The mass movements come seven years into a war which has driven nearly 12 million people from their homes.
At least 6.1 million are internally displaced while another 5.6 million have fled abroad.

Afrin, a city populated mainly by ethnic Kurds near the frontier, has been under bombardment from the air and the ground by Turkish forces and their local Syrian allies.

Some 30,000 people have fled the city and nearby villages, according to the Syrian Observatory for Human Rights, a UK-based monitoring group. They headed towards villages held by Syrian government forces.

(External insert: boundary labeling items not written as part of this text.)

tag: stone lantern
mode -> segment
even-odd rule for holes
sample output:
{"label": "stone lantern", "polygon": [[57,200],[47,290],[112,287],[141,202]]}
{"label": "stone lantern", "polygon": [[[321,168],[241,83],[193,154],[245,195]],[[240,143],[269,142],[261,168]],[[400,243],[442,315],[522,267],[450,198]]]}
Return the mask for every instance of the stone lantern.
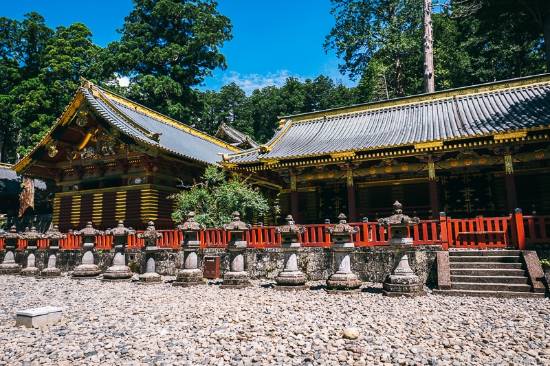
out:
{"label": "stone lantern", "polygon": [[334,251],[334,262],[338,268],[336,273],[329,276],[327,280],[328,290],[345,291],[355,293],[360,291],[361,281],[357,275],[351,272],[349,253],[353,250],[355,244],[351,240],[351,235],[359,232],[359,228],[346,223],[346,216],[338,216],[340,222],[325,228],[325,232],[331,234],[331,247]]}
{"label": "stone lantern", "polygon": [[178,272],[173,286],[188,287],[204,284],[202,271],[199,269],[197,250],[201,245],[199,233],[206,229],[202,224],[195,220],[195,212],[189,212],[187,221],[177,225],[177,231],[184,233],[182,248],[184,249],[184,269]]}
{"label": "stone lantern", "polygon": [[143,247],[145,251],[146,269],[145,273],[140,275],[138,284],[158,284],[160,283],[160,275],[157,273],[155,264],[155,253],[160,249],[157,246],[157,240],[162,238],[162,234],[155,229],[155,222],[149,221],[147,229],[138,234],[138,238],[145,240]]}
{"label": "stone lantern", "polygon": [[242,288],[252,286],[250,276],[245,270],[244,253],[246,250],[245,233],[252,229],[252,225],[241,221],[241,214],[233,212],[233,221],[223,224],[223,228],[230,233],[228,251],[230,262],[230,271],[223,275],[220,288]]}
{"label": "stone lantern", "polygon": [[280,248],[284,253],[285,268],[275,278],[274,286],[278,290],[300,290],[309,288],[305,284],[307,278],[298,268],[298,249],[300,247],[298,235],[305,232],[305,227],[295,225],[291,215],[287,216],[287,225],[275,228],[275,233],[280,234]]}
{"label": "stone lantern", "polygon": [[10,231],[2,234],[4,238],[4,249],[6,255],[0,264],[0,275],[17,275],[21,271],[21,266],[15,262],[14,252],[17,249],[17,240],[21,236],[17,233],[17,228],[12,226]]}
{"label": "stone lantern", "polygon": [[96,247],[96,237],[103,235],[103,231],[94,229],[91,222],[88,222],[86,227],[73,232],[76,236],[82,237],[82,264],[73,271],[75,278],[94,277],[101,273],[99,266],[94,264],[94,248]]}
{"label": "stone lantern", "polygon": [[61,275],[61,270],[56,266],[57,261],[57,252],[59,251],[59,240],[67,239],[67,234],[59,231],[57,225],[50,226],[50,229],[42,236],[44,239],[48,240],[47,245],[47,267],[40,273],[40,277],[49,277]]}
{"label": "stone lantern", "polygon": [[40,270],[35,266],[36,262],[36,249],[38,249],[38,239],[42,239],[42,233],[36,231],[36,228],[34,226],[30,231],[25,231],[21,235],[21,239],[27,240],[27,251],[29,255],[27,257],[27,268],[21,271],[22,276],[37,276],[40,274]]}
{"label": "stone lantern", "polygon": [[386,296],[415,297],[426,295],[424,284],[409,266],[407,255],[407,250],[412,245],[412,238],[408,237],[408,228],[419,222],[417,217],[411,218],[404,215],[402,205],[397,201],[393,204],[393,215],[378,220],[380,226],[389,228],[390,238],[388,242],[395,251],[394,269],[382,285],[382,293]]}
{"label": "stone lantern", "polygon": [[113,265],[103,273],[103,279],[128,279],[133,273],[130,267],[126,265],[124,248],[128,245],[128,237],[135,235],[135,230],[131,227],[125,227],[124,222],[120,220],[114,229],[105,231],[105,235],[113,237],[113,249],[115,249],[115,258]]}

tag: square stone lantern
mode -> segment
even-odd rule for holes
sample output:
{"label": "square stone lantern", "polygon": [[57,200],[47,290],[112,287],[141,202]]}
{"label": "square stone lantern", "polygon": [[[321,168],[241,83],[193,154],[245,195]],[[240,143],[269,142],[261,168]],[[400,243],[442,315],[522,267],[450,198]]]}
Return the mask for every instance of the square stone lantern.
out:
{"label": "square stone lantern", "polygon": [[206,227],[195,220],[192,211],[187,216],[187,221],[177,225],[177,231],[184,233],[184,240],[181,243],[184,249],[184,269],[178,272],[173,286],[188,287],[205,284],[202,271],[198,268],[197,251],[201,246],[199,233],[205,231]]}
{"label": "square stone lantern", "polygon": [[324,229],[325,232],[331,234],[331,247],[334,252],[334,262],[336,272],[329,276],[327,280],[327,291],[357,293],[361,281],[357,275],[351,272],[349,254],[355,247],[351,240],[351,235],[359,232],[359,228],[350,226],[346,222],[346,215],[338,216],[339,222],[333,226]]}
{"label": "square stone lantern", "polygon": [[142,250],[145,252],[145,273],[140,275],[138,283],[141,284],[160,284],[162,282],[160,275],[156,272],[155,253],[160,249],[157,241],[162,238],[162,234],[155,229],[155,222],[149,221],[147,229],[138,234],[138,238],[145,241]]}
{"label": "square stone lantern", "polygon": [[8,232],[2,233],[1,237],[4,238],[6,255],[3,261],[0,264],[0,275],[19,275],[21,271],[21,266],[15,262],[14,255],[17,249],[17,240],[21,238],[17,233],[17,228],[15,225],[12,226]]}
{"label": "square stone lantern", "polygon": [[36,266],[36,249],[38,249],[38,239],[42,239],[42,233],[36,231],[36,228],[34,226],[30,230],[27,229],[21,235],[21,239],[27,241],[27,251],[29,254],[27,257],[27,267],[21,271],[22,276],[37,276],[40,274],[40,270]]}
{"label": "square stone lantern", "polygon": [[249,231],[252,225],[241,221],[241,214],[236,211],[233,212],[233,221],[222,227],[230,236],[228,242],[230,270],[223,275],[220,288],[242,288],[252,286],[250,276],[245,268],[244,253],[248,244],[245,233]]}
{"label": "square stone lantern", "polygon": [[80,247],[82,250],[82,264],[73,271],[73,278],[86,278],[96,277],[101,273],[99,266],[94,264],[94,248],[96,247],[96,237],[103,235],[103,231],[94,229],[90,222],[86,227],[73,232],[76,236],[82,237]]}
{"label": "square stone lantern", "polygon": [[305,227],[297,226],[291,215],[287,216],[287,225],[275,228],[275,233],[280,235],[280,248],[284,255],[284,269],[275,278],[275,290],[296,291],[307,290],[307,278],[298,268],[298,249],[301,244],[298,235],[305,232]]}
{"label": "square stone lantern", "polygon": [[59,231],[57,225],[50,225],[50,229],[43,235],[44,239],[47,239],[47,267],[40,273],[40,278],[59,277],[61,270],[57,268],[57,253],[59,251],[59,240],[67,239],[67,234]]}
{"label": "square stone lantern", "polygon": [[133,273],[130,267],[126,265],[124,249],[128,245],[128,237],[135,235],[135,230],[124,227],[124,221],[120,220],[116,227],[107,230],[105,235],[113,237],[115,257],[113,258],[113,265],[103,273],[103,279],[123,280],[131,278]]}
{"label": "square stone lantern", "polygon": [[408,237],[408,228],[420,222],[417,217],[410,218],[403,214],[402,206],[398,201],[393,204],[393,215],[378,220],[380,226],[388,227],[390,246],[395,251],[395,262],[390,275],[382,284],[382,294],[386,296],[415,297],[426,295],[424,284],[412,272],[408,264],[407,251],[412,245],[412,238]]}

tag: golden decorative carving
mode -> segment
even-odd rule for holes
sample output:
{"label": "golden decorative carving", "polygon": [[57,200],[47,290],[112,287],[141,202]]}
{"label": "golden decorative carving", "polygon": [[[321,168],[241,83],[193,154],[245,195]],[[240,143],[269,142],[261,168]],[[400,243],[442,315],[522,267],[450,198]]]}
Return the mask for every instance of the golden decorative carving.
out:
{"label": "golden decorative carving", "polygon": [[415,148],[417,150],[430,148],[441,148],[441,146],[443,146],[442,141],[433,141],[430,142],[420,142],[419,144],[415,144]]}
{"label": "golden decorative carving", "polygon": [[503,133],[499,135],[495,135],[493,137],[495,140],[504,140],[508,139],[520,139],[521,137],[525,137],[527,135],[527,131],[517,131],[517,132],[510,132],[507,133]]}

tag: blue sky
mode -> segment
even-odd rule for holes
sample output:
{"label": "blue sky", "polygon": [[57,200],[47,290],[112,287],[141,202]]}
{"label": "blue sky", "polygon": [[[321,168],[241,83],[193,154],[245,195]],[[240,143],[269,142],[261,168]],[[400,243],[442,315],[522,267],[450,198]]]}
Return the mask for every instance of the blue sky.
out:
{"label": "blue sky", "polygon": [[[36,11],[52,28],[85,24],[94,41],[104,47],[120,39],[117,29],[133,8],[131,0],[22,0],[3,1],[0,16],[22,19]],[[215,70],[200,89],[219,91],[234,82],[247,93],[268,85],[280,87],[289,76],[301,81],[320,74],[348,86],[338,71],[338,59],[324,54],[322,43],[334,24],[330,0],[218,0],[218,12],[231,19],[233,39],[226,43],[228,69]]]}

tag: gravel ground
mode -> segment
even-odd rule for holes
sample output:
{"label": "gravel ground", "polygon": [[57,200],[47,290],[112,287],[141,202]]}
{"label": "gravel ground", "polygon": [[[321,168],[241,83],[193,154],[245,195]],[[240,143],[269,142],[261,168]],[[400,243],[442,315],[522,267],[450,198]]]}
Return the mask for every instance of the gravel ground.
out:
{"label": "gravel ground", "polygon": [[[0,276],[0,365],[550,365],[550,301]],[[16,327],[17,310],[63,308]],[[356,327],[355,340],[342,336]]]}

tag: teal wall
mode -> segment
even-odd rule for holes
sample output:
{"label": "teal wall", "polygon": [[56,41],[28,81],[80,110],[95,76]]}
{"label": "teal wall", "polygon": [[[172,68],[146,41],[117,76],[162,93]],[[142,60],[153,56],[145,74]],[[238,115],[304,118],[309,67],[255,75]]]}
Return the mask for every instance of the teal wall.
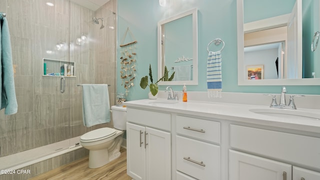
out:
{"label": "teal wall", "polygon": [[[280,93],[280,86],[238,85],[236,0],[171,2],[175,4],[168,8],[160,6],[157,0],[118,0],[118,43],[121,43],[128,27],[138,41],[135,44],[137,53],[135,85],[129,89],[127,100],[148,98],[148,89],[142,90],[139,84],[141,78],[148,75],[149,64],[152,68],[154,78],[157,76],[158,22],[195,8],[198,9],[198,84],[188,86],[188,90],[206,91],[207,46],[212,40],[219,38],[226,43],[222,52],[223,92]],[[123,50],[118,46],[118,54]],[[118,62],[118,80],[120,79],[120,66]],[[164,90],[166,86],[160,86],[160,90]],[[182,86],[173,86],[174,90],[182,90]],[[117,88],[118,92],[124,92],[120,80],[118,80]],[[320,84],[288,86],[287,90],[290,94],[319,94]]]}

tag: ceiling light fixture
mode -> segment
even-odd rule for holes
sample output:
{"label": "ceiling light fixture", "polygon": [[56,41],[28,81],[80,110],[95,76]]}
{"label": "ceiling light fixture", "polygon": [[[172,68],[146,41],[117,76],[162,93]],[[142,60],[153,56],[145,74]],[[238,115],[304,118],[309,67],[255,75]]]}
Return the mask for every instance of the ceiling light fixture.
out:
{"label": "ceiling light fixture", "polygon": [[159,0],[159,4],[162,6],[166,6],[168,4],[168,0]]}

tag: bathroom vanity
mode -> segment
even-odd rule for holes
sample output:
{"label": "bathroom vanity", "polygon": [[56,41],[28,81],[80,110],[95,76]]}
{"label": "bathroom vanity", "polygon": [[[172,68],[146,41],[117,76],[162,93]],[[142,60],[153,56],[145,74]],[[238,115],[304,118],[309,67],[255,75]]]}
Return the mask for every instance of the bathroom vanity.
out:
{"label": "bathroom vanity", "polygon": [[127,106],[134,180],[320,180],[320,110],[142,100]]}

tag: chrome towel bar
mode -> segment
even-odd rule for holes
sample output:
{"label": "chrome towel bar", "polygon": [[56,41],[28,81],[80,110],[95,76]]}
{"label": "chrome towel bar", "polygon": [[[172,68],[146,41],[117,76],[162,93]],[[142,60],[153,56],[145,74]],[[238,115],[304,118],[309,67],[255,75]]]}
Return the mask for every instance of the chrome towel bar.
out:
{"label": "chrome towel bar", "polygon": [[[110,85],[110,84],[108,84],[108,86],[111,86],[111,85]],[[82,86],[82,84],[76,84],[76,86]]]}

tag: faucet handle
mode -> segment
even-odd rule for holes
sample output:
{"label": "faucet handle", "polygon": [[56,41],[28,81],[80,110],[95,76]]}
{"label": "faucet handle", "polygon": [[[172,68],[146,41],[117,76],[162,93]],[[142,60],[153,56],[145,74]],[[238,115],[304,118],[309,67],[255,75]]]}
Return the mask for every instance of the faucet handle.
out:
{"label": "faucet handle", "polygon": [[270,94],[264,94],[264,95],[270,96],[272,96],[272,102],[271,102],[271,104],[270,104],[270,108],[273,108],[276,106],[278,106],[278,104],[276,103],[276,95]]}
{"label": "faucet handle", "polygon": [[289,104],[288,106],[290,107],[292,107],[292,108],[296,110],[296,104],[294,104],[294,97],[298,96],[298,97],[304,97],[304,95],[290,95],[290,101],[289,102]]}

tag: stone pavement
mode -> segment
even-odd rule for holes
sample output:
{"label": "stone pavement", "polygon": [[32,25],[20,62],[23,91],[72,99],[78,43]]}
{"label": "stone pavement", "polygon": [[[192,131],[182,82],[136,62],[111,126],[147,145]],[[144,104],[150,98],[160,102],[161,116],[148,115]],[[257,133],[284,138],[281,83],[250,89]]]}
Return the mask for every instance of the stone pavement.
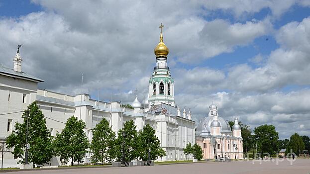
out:
{"label": "stone pavement", "polygon": [[210,162],[172,165],[132,167],[122,168],[100,168],[95,169],[79,169],[32,171],[10,172],[9,174],[310,174],[310,160],[298,159],[293,165],[286,160],[263,162],[261,164],[252,161],[232,162]]}

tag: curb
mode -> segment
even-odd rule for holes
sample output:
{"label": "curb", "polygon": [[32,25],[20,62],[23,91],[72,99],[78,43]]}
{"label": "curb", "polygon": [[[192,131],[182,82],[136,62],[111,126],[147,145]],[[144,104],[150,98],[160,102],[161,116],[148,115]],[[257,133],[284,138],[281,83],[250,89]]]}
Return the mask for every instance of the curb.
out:
{"label": "curb", "polygon": [[60,167],[56,168],[49,168],[49,169],[8,169],[8,170],[0,170],[0,173],[4,173],[7,172],[23,172],[23,171],[51,171],[57,170],[69,170],[69,169],[92,169],[92,168],[111,168],[111,165],[105,166],[94,166],[94,167]]}
{"label": "curb", "polygon": [[156,164],[155,163],[155,165],[156,166],[164,166],[164,165],[183,165],[183,164],[199,164],[199,163],[212,163],[212,162],[213,162],[213,161],[202,161],[202,162],[197,162],[197,163],[193,163],[193,162],[190,162],[190,163],[166,163],[166,164]]}

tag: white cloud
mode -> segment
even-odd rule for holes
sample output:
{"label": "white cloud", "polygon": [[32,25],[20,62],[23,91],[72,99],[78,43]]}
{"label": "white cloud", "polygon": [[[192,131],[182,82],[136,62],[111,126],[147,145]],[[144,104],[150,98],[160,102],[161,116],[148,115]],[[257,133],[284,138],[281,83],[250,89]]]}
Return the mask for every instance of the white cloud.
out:
{"label": "white cloud", "polygon": [[236,18],[257,13],[266,8],[269,8],[272,14],[278,18],[294,4],[307,6],[310,5],[309,3],[307,0],[207,0],[202,2],[207,9],[231,12]]}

 Hundreds more families left overnight as shelling continued, the Observatory says. with 18 civilians killed by Turkish shelling.

Turkey is targeting the Kurdish People's Protection Units (YPG), a militia that it regards as an extension of the Kurdish rebels on its own territory.

Turkish President Recep Tayyip Erdogan told a gathering in Ankara that his country would not stop until its mission to capture Afrin had been completed.

"The European Parliament is apparently going to ask for the Afrin operation to be stopped," he said.

"There is a lady [EU foreign policy chief Federica Mogherini] there who is responsible for [EU] enlargement. She is said to make such a request. Don't get your hopes up, we will not leave there until the job is done. You should know this."

According to the Observatory, nearly 20,000 civilians fled rebel-held areas in the Eastern Ghouta on Thursday as the government advance continued. 

Pro-government forces are believed to have recaptured 70% of the region after three weeks of intense fighting against rebels there.

At the same time, 25 lorries carrying food aid entered the Ghouta town of Douma but the International Committee of the Red Cross (ICRC) said the aid was just a fraction of what was needed.

ICRC president Peter Maurer said after visiting the region that people there were exhausted by the fighting and the lack of food and medicine.

"I'll probably remember the boy who approached me near the streets of Eastern Ghouta asking whether I had a small bottle of water which illustrates how dire the situation is," he said.

"In many other places of the world when I come to situations like the one I've seen in Eastern Ghouta it's normally the additional sweet that is requested. Here it's basics."

The crushing of the rebel enclave outside Damascus would be a major victory for President Assad.